Introduction: Mechanism underlying resistance to enfortumab vedotin (EV) and prognostication of Nectin-4 expression in muscle-invasive bladder cancer (MIBC) remains unclear.

Methods: We generated gemcitabine-resistant HT-1376 and cisplatin-resistant HT-1376 cells generated from parental HT1376 cells (derived from MIBC). Transcriptome analysis was conducted to explore the biological function of differentially expressed genes detected in chemoresistant HT-1376 cells compared to parental HT-1376. In 70 patients with MIBC undergoing radical cystectomy, unsupervised hierarchical clustering was performed using immunohistochemical staining pattern with GATA3, KRT20, KRT5/6, KRT14, and Nectin-4 expression derived from the gene expression-based Nectin-4-modified NanoString molecular classification: Luminal-Nec4-High, Luminal-Nec4-Low, Basal-Nec4-High, and Basal-Nec4-Low subgroups.

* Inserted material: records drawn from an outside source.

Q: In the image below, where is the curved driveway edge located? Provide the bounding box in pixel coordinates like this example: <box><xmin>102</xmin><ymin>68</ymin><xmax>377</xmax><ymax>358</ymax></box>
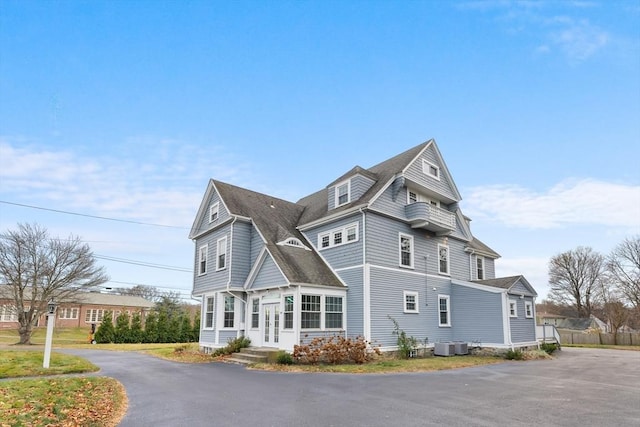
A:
<box><xmin>63</xmin><ymin>348</ymin><xmax>640</xmax><ymax>427</ymax></box>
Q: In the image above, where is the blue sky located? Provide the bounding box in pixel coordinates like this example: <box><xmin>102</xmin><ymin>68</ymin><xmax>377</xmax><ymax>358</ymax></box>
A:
<box><xmin>0</xmin><ymin>0</ymin><xmax>640</xmax><ymax>297</ymax></box>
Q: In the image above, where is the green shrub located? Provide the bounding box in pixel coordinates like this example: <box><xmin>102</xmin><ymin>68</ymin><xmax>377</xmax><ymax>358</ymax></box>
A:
<box><xmin>504</xmin><ymin>348</ymin><xmax>524</xmax><ymax>360</ymax></box>
<box><xmin>213</xmin><ymin>337</ymin><xmax>251</xmax><ymax>356</ymax></box>
<box><xmin>387</xmin><ymin>316</ymin><xmax>428</xmax><ymax>359</ymax></box>
<box><xmin>293</xmin><ymin>336</ymin><xmax>380</xmax><ymax>365</ymax></box>
<box><xmin>540</xmin><ymin>342</ymin><xmax>558</xmax><ymax>354</ymax></box>
<box><xmin>276</xmin><ymin>351</ymin><xmax>293</xmax><ymax>365</ymax></box>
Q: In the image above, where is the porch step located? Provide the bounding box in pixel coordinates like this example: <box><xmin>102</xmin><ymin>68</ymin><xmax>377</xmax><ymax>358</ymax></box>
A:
<box><xmin>227</xmin><ymin>347</ymin><xmax>279</xmax><ymax>365</ymax></box>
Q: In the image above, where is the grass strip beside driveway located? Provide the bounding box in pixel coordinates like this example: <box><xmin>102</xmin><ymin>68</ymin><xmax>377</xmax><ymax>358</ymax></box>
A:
<box><xmin>0</xmin><ymin>377</ymin><xmax>127</xmax><ymax>427</ymax></box>
<box><xmin>0</xmin><ymin>350</ymin><xmax>99</xmax><ymax>378</ymax></box>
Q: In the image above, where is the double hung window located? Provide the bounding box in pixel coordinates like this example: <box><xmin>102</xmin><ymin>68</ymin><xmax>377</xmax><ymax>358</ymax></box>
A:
<box><xmin>324</xmin><ymin>296</ymin><xmax>342</xmax><ymax>329</ymax></box>
<box><xmin>438</xmin><ymin>245</ymin><xmax>449</xmax><ymax>274</ymax></box>
<box><xmin>300</xmin><ymin>295</ymin><xmax>320</xmax><ymax>329</ymax></box>
<box><xmin>400</xmin><ymin>234</ymin><xmax>413</xmax><ymax>268</ymax></box>
<box><xmin>224</xmin><ymin>295</ymin><xmax>236</xmax><ymax>328</ymax></box>
<box><xmin>438</xmin><ymin>295</ymin><xmax>451</xmax><ymax>326</ymax></box>
<box><xmin>198</xmin><ymin>245</ymin><xmax>209</xmax><ymax>275</ymax></box>
<box><xmin>204</xmin><ymin>297</ymin><xmax>215</xmax><ymax>329</ymax></box>
<box><xmin>216</xmin><ymin>237</ymin><xmax>227</xmax><ymax>270</ymax></box>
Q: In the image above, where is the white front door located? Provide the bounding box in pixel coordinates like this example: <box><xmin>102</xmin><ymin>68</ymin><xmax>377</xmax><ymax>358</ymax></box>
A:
<box><xmin>262</xmin><ymin>303</ymin><xmax>280</xmax><ymax>347</ymax></box>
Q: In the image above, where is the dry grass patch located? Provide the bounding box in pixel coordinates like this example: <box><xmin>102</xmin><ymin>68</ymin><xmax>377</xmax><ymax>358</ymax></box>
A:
<box><xmin>0</xmin><ymin>350</ymin><xmax>99</xmax><ymax>378</ymax></box>
<box><xmin>143</xmin><ymin>343</ymin><xmax>216</xmax><ymax>363</ymax></box>
<box><xmin>0</xmin><ymin>377</ymin><xmax>127</xmax><ymax>427</ymax></box>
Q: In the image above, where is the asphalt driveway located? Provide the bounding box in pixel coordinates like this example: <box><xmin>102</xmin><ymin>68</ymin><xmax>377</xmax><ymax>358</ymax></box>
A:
<box><xmin>64</xmin><ymin>348</ymin><xmax>640</xmax><ymax>427</ymax></box>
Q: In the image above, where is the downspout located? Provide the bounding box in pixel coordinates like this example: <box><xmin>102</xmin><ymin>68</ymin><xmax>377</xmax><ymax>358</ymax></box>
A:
<box><xmin>225</xmin><ymin>216</ymin><xmax>247</xmax><ymax>336</ymax></box>
<box><xmin>227</xmin><ymin>216</ymin><xmax>238</xmax><ymax>295</ymax></box>
<box><xmin>358</xmin><ymin>208</ymin><xmax>371</xmax><ymax>341</ymax></box>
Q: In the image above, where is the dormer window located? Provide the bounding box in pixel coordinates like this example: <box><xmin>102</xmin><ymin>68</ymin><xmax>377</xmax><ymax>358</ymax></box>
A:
<box><xmin>336</xmin><ymin>181</ymin><xmax>351</xmax><ymax>207</ymax></box>
<box><xmin>318</xmin><ymin>222</ymin><xmax>358</xmax><ymax>249</ymax></box>
<box><xmin>407</xmin><ymin>189</ymin><xmax>440</xmax><ymax>208</ymax></box>
<box><xmin>209</xmin><ymin>202</ymin><xmax>220</xmax><ymax>222</ymax></box>
<box><xmin>422</xmin><ymin>160</ymin><xmax>440</xmax><ymax>181</ymax></box>
<box><xmin>277</xmin><ymin>237</ymin><xmax>311</xmax><ymax>251</ymax></box>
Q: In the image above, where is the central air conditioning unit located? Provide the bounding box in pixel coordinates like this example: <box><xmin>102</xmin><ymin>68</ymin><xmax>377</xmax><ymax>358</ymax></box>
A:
<box><xmin>433</xmin><ymin>342</ymin><xmax>456</xmax><ymax>356</ymax></box>
<box><xmin>454</xmin><ymin>341</ymin><xmax>469</xmax><ymax>355</ymax></box>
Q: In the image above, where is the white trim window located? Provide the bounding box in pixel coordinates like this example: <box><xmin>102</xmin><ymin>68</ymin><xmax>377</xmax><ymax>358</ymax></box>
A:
<box><xmin>407</xmin><ymin>188</ymin><xmax>440</xmax><ymax>208</ymax></box>
<box><xmin>324</xmin><ymin>296</ymin><xmax>343</xmax><ymax>329</ymax></box>
<box><xmin>438</xmin><ymin>295</ymin><xmax>451</xmax><ymax>327</ymax></box>
<box><xmin>335</xmin><ymin>181</ymin><xmax>351</xmax><ymax>207</ymax></box>
<box><xmin>318</xmin><ymin>222</ymin><xmax>359</xmax><ymax>250</ymax></box>
<box><xmin>198</xmin><ymin>245</ymin><xmax>209</xmax><ymax>276</ymax></box>
<box><xmin>422</xmin><ymin>159</ymin><xmax>440</xmax><ymax>181</ymax></box>
<box><xmin>438</xmin><ymin>245</ymin><xmax>449</xmax><ymax>274</ymax></box>
<box><xmin>251</xmin><ymin>298</ymin><xmax>260</xmax><ymax>329</ymax></box>
<box><xmin>402</xmin><ymin>291</ymin><xmax>419</xmax><ymax>313</ymax></box>
<box><xmin>398</xmin><ymin>233</ymin><xmax>413</xmax><ymax>268</ymax></box>
<box><xmin>509</xmin><ymin>299</ymin><xmax>518</xmax><ymax>317</ymax></box>
<box><xmin>216</xmin><ymin>236</ymin><xmax>227</xmax><ymax>271</ymax></box>
<box><xmin>284</xmin><ymin>295</ymin><xmax>294</xmax><ymax>329</ymax></box>
<box><xmin>223</xmin><ymin>295</ymin><xmax>236</xmax><ymax>328</ymax></box>
<box><xmin>300</xmin><ymin>295</ymin><xmax>321</xmax><ymax>329</ymax></box>
<box><xmin>58</xmin><ymin>307</ymin><xmax>78</xmax><ymax>319</ymax></box>
<box><xmin>209</xmin><ymin>202</ymin><xmax>220</xmax><ymax>223</ymax></box>
<box><xmin>84</xmin><ymin>308</ymin><xmax>107</xmax><ymax>323</ymax></box>
<box><xmin>203</xmin><ymin>296</ymin><xmax>216</xmax><ymax>329</ymax></box>
<box><xmin>0</xmin><ymin>305</ymin><xmax>18</xmax><ymax>322</ymax></box>
<box><xmin>524</xmin><ymin>301</ymin><xmax>533</xmax><ymax>319</ymax></box>
<box><xmin>476</xmin><ymin>255</ymin><xmax>484</xmax><ymax>280</ymax></box>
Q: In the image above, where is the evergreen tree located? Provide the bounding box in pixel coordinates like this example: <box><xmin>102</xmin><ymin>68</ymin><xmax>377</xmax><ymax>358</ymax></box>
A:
<box><xmin>129</xmin><ymin>312</ymin><xmax>144</xmax><ymax>343</ymax></box>
<box><xmin>167</xmin><ymin>315</ymin><xmax>182</xmax><ymax>342</ymax></box>
<box><xmin>144</xmin><ymin>312</ymin><xmax>158</xmax><ymax>343</ymax></box>
<box><xmin>94</xmin><ymin>311</ymin><xmax>115</xmax><ymax>344</ymax></box>
<box><xmin>114</xmin><ymin>311</ymin><xmax>131</xmax><ymax>343</ymax></box>
<box><xmin>191</xmin><ymin>310</ymin><xmax>200</xmax><ymax>342</ymax></box>
<box><xmin>156</xmin><ymin>310</ymin><xmax>169</xmax><ymax>342</ymax></box>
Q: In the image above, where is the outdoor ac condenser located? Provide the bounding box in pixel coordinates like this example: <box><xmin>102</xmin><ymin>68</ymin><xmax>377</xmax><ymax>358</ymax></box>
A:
<box><xmin>455</xmin><ymin>341</ymin><xmax>469</xmax><ymax>354</ymax></box>
<box><xmin>433</xmin><ymin>342</ymin><xmax>456</xmax><ymax>356</ymax></box>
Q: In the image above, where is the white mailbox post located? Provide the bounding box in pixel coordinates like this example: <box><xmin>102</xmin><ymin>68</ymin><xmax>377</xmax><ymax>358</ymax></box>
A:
<box><xmin>42</xmin><ymin>298</ymin><xmax>58</xmax><ymax>368</ymax></box>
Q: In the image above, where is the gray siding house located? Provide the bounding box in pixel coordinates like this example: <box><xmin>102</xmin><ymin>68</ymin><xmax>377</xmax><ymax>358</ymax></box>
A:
<box><xmin>189</xmin><ymin>140</ymin><xmax>537</xmax><ymax>351</ymax></box>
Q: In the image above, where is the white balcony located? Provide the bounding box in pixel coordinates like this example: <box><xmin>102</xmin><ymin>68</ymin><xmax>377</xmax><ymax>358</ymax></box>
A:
<box><xmin>404</xmin><ymin>202</ymin><xmax>456</xmax><ymax>235</ymax></box>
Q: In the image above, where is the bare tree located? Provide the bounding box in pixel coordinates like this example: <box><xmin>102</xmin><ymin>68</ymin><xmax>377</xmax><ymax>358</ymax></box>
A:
<box><xmin>607</xmin><ymin>236</ymin><xmax>640</xmax><ymax>308</ymax></box>
<box><xmin>114</xmin><ymin>285</ymin><xmax>162</xmax><ymax>302</ymax></box>
<box><xmin>0</xmin><ymin>224</ymin><xmax>109</xmax><ymax>344</ymax></box>
<box><xmin>549</xmin><ymin>246</ymin><xmax>605</xmax><ymax>317</ymax></box>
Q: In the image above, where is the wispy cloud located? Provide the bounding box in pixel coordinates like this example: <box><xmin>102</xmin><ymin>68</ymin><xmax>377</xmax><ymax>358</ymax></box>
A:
<box><xmin>465</xmin><ymin>179</ymin><xmax>640</xmax><ymax>230</ymax></box>
<box><xmin>0</xmin><ymin>138</ymin><xmax>255</xmax><ymax>226</ymax></box>
<box><xmin>458</xmin><ymin>0</ymin><xmax>613</xmax><ymax>63</ymax></box>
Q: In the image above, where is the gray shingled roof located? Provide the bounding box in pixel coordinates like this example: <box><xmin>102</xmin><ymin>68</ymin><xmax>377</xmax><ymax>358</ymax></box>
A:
<box><xmin>472</xmin><ymin>275</ymin><xmax>538</xmax><ymax>295</ymax></box>
<box><xmin>213</xmin><ymin>180</ymin><xmax>344</xmax><ymax>287</ymax></box>
<box><xmin>467</xmin><ymin>237</ymin><xmax>500</xmax><ymax>258</ymax></box>
<box><xmin>298</xmin><ymin>141</ymin><xmax>429</xmax><ymax>225</ymax></box>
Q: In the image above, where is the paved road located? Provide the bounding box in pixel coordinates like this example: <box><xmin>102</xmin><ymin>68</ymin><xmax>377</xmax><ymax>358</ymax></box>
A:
<box><xmin>64</xmin><ymin>348</ymin><xmax>640</xmax><ymax>427</ymax></box>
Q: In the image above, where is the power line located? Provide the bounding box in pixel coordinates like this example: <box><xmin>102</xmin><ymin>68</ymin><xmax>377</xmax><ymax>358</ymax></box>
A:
<box><xmin>0</xmin><ymin>200</ymin><xmax>190</xmax><ymax>230</ymax></box>
<box><xmin>93</xmin><ymin>254</ymin><xmax>193</xmax><ymax>273</ymax></box>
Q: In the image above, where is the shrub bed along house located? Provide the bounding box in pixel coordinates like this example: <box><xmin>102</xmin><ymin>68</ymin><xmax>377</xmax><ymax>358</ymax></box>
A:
<box><xmin>292</xmin><ymin>336</ymin><xmax>380</xmax><ymax>365</ymax></box>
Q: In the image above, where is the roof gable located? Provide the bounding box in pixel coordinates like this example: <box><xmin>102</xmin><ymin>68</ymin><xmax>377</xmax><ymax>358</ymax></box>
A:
<box><xmin>402</xmin><ymin>140</ymin><xmax>462</xmax><ymax>203</ymax></box>
<box><xmin>471</xmin><ymin>276</ymin><xmax>538</xmax><ymax>296</ymax></box>
<box><xmin>213</xmin><ymin>180</ymin><xmax>344</xmax><ymax>287</ymax></box>
<box><xmin>189</xmin><ymin>179</ymin><xmax>230</xmax><ymax>239</ymax></box>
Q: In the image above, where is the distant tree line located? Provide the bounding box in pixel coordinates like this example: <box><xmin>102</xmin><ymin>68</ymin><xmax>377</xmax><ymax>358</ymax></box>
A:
<box><xmin>543</xmin><ymin>235</ymin><xmax>640</xmax><ymax>340</ymax></box>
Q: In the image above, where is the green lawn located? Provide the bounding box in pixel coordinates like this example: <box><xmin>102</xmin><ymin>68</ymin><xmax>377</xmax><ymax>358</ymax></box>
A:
<box><xmin>0</xmin><ymin>349</ymin><xmax>99</xmax><ymax>378</ymax></box>
<box><xmin>0</xmin><ymin>328</ymin><xmax>91</xmax><ymax>346</ymax></box>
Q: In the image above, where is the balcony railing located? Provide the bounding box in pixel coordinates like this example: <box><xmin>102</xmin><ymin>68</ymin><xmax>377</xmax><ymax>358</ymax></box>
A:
<box><xmin>404</xmin><ymin>202</ymin><xmax>456</xmax><ymax>234</ymax></box>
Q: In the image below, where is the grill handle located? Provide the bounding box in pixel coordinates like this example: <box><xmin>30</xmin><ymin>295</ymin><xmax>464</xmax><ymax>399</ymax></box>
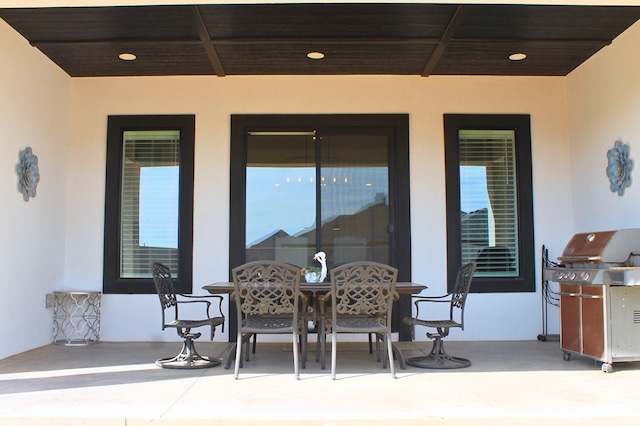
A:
<box><xmin>558</xmin><ymin>291</ymin><xmax>602</xmax><ymax>299</ymax></box>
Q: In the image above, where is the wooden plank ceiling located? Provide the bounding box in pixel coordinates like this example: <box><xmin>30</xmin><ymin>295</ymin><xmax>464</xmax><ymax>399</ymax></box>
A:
<box><xmin>0</xmin><ymin>3</ymin><xmax>640</xmax><ymax>77</ymax></box>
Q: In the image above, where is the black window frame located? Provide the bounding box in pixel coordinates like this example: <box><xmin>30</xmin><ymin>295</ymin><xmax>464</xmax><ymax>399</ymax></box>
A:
<box><xmin>103</xmin><ymin>115</ymin><xmax>195</xmax><ymax>294</ymax></box>
<box><xmin>444</xmin><ymin>114</ymin><xmax>536</xmax><ymax>293</ymax></box>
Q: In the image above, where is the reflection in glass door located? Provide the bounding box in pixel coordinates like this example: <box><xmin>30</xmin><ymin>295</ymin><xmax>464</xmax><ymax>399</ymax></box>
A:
<box><xmin>320</xmin><ymin>133</ymin><xmax>390</xmax><ymax>265</ymax></box>
<box><xmin>245</xmin><ymin>132</ymin><xmax>317</xmax><ymax>267</ymax></box>
<box><xmin>245</xmin><ymin>129</ymin><xmax>391</xmax><ymax>267</ymax></box>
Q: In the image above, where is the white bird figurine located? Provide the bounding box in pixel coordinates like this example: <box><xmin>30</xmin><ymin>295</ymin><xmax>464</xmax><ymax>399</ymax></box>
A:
<box><xmin>313</xmin><ymin>251</ymin><xmax>327</xmax><ymax>282</ymax></box>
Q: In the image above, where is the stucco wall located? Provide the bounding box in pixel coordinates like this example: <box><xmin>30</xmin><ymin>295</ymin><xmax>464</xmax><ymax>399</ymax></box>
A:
<box><xmin>6</xmin><ymin>6</ymin><xmax>640</xmax><ymax>358</ymax></box>
<box><xmin>0</xmin><ymin>20</ymin><xmax>71</xmax><ymax>358</ymax></box>
<box><xmin>567</xmin><ymin>23</ymin><xmax>640</xmax><ymax>232</ymax></box>
<box><xmin>65</xmin><ymin>76</ymin><xmax>571</xmax><ymax>340</ymax></box>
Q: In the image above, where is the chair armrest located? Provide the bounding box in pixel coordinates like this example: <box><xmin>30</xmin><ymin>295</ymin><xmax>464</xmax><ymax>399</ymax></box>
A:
<box><xmin>176</xmin><ymin>293</ymin><xmax>225</xmax><ymax>322</ymax></box>
<box><xmin>412</xmin><ymin>293</ymin><xmax>451</xmax><ymax>318</ymax></box>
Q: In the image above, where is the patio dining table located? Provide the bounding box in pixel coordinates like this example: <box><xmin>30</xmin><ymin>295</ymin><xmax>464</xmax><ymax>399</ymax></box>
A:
<box><xmin>202</xmin><ymin>282</ymin><xmax>427</xmax><ymax>370</ymax></box>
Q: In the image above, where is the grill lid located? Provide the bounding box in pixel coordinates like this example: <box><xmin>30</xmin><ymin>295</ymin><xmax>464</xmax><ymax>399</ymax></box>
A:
<box><xmin>558</xmin><ymin>228</ymin><xmax>640</xmax><ymax>264</ymax></box>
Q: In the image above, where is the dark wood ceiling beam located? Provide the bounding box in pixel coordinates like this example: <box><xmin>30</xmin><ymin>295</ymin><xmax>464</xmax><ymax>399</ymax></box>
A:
<box><xmin>30</xmin><ymin>38</ymin><xmax>202</xmax><ymax>47</ymax></box>
<box><xmin>31</xmin><ymin>37</ymin><xmax>611</xmax><ymax>47</ymax></box>
<box><xmin>192</xmin><ymin>6</ymin><xmax>225</xmax><ymax>77</ymax></box>
<box><xmin>421</xmin><ymin>6</ymin><xmax>468</xmax><ymax>77</ymax></box>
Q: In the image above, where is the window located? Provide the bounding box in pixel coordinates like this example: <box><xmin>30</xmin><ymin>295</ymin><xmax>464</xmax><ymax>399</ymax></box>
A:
<box><xmin>444</xmin><ymin>114</ymin><xmax>535</xmax><ymax>292</ymax></box>
<box><xmin>103</xmin><ymin>116</ymin><xmax>195</xmax><ymax>294</ymax></box>
<box><xmin>229</xmin><ymin>114</ymin><xmax>411</xmax><ymax>340</ymax></box>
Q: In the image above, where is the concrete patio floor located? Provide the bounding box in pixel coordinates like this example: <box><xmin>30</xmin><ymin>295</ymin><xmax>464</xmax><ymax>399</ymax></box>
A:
<box><xmin>0</xmin><ymin>341</ymin><xmax>640</xmax><ymax>426</ymax></box>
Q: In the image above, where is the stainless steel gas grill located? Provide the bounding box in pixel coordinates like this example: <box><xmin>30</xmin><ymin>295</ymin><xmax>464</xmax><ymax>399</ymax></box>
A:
<box><xmin>544</xmin><ymin>228</ymin><xmax>640</xmax><ymax>373</ymax></box>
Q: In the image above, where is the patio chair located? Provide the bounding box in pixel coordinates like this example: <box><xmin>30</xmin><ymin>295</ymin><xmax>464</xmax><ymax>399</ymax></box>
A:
<box><xmin>321</xmin><ymin>262</ymin><xmax>398</xmax><ymax>380</ymax></box>
<box><xmin>403</xmin><ymin>262</ymin><xmax>476</xmax><ymax>369</ymax></box>
<box><xmin>232</xmin><ymin>261</ymin><xmax>307</xmax><ymax>379</ymax></box>
<box><xmin>151</xmin><ymin>262</ymin><xmax>224</xmax><ymax>369</ymax></box>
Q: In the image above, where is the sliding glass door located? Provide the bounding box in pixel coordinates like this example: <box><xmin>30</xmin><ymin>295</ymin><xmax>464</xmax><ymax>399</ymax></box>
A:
<box><xmin>245</xmin><ymin>129</ymin><xmax>391</xmax><ymax>267</ymax></box>
<box><xmin>229</xmin><ymin>114</ymin><xmax>411</xmax><ymax>340</ymax></box>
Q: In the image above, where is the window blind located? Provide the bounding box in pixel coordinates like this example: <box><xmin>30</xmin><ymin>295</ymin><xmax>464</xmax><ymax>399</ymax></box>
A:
<box><xmin>120</xmin><ymin>130</ymin><xmax>180</xmax><ymax>278</ymax></box>
<box><xmin>459</xmin><ymin>130</ymin><xmax>519</xmax><ymax>277</ymax></box>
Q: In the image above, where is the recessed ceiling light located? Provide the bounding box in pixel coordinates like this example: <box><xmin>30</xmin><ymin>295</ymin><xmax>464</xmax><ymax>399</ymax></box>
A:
<box><xmin>118</xmin><ymin>53</ymin><xmax>136</xmax><ymax>61</ymax></box>
<box><xmin>509</xmin><ymin>53</ymin><xmax>527</xmax><ymax>61</ymax></box>
<box><xmin>307</xmin><ymin>52</ymin><xmax>324</xmax><ymax>59</ymax></box>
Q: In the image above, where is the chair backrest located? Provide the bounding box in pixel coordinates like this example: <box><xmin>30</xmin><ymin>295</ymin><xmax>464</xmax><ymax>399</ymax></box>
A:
<box><xmin>232</xmin><ymin>261</ymin><xmax>301</xmax><ymax>316</ymax></box>
<box><xmin>151</xmin><ymin>262</ymin><xmax>178</xmax><ymax>329</ymax></box>
<box><xmin>331</xmin><ymin>262</ymin><xmax>398</xmax><ymax>320</ymax></box>
<box><xmin>449</xmin><ymin>262</ymin><xmax>476</xmax><ymax>330</ymax></box>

Results: We found significant downregulation of Nectin-4 expression along with epithelial-to-mesenchymal transition in chemoresistant HT-1376 cells. Exogenous expression of NECTIN4 in chemoresistant HT-1376 cells partially restored sensitivity to EV. RNA seq identified differentially expressed genes, including Nectin-4 and small proline-rich proteins, downregulated in chemoresistant HT-1376 cells. Over-representation analysis using GO and KEGG revealed upregulation of gene sets enriched for ribosome biogenesis-related pathways in chemoresistant HT-1376 cells. Nectin-4-modified molecular subtype resulted in better stratification of survival-the Luminal-Nec4-High subgroup had the best and the Basal-Nec4-Low subgroup had the worst prognosis. Comparing molecular subtypes of MIBC cells between transurethral resection specimens and matched radical cystectomy specimens revealed that 43% of neoadjuvant chemotherapy-treated patients with luminal subtype tumors showed a marked shift to the basal subtype in the cystectomy specimens.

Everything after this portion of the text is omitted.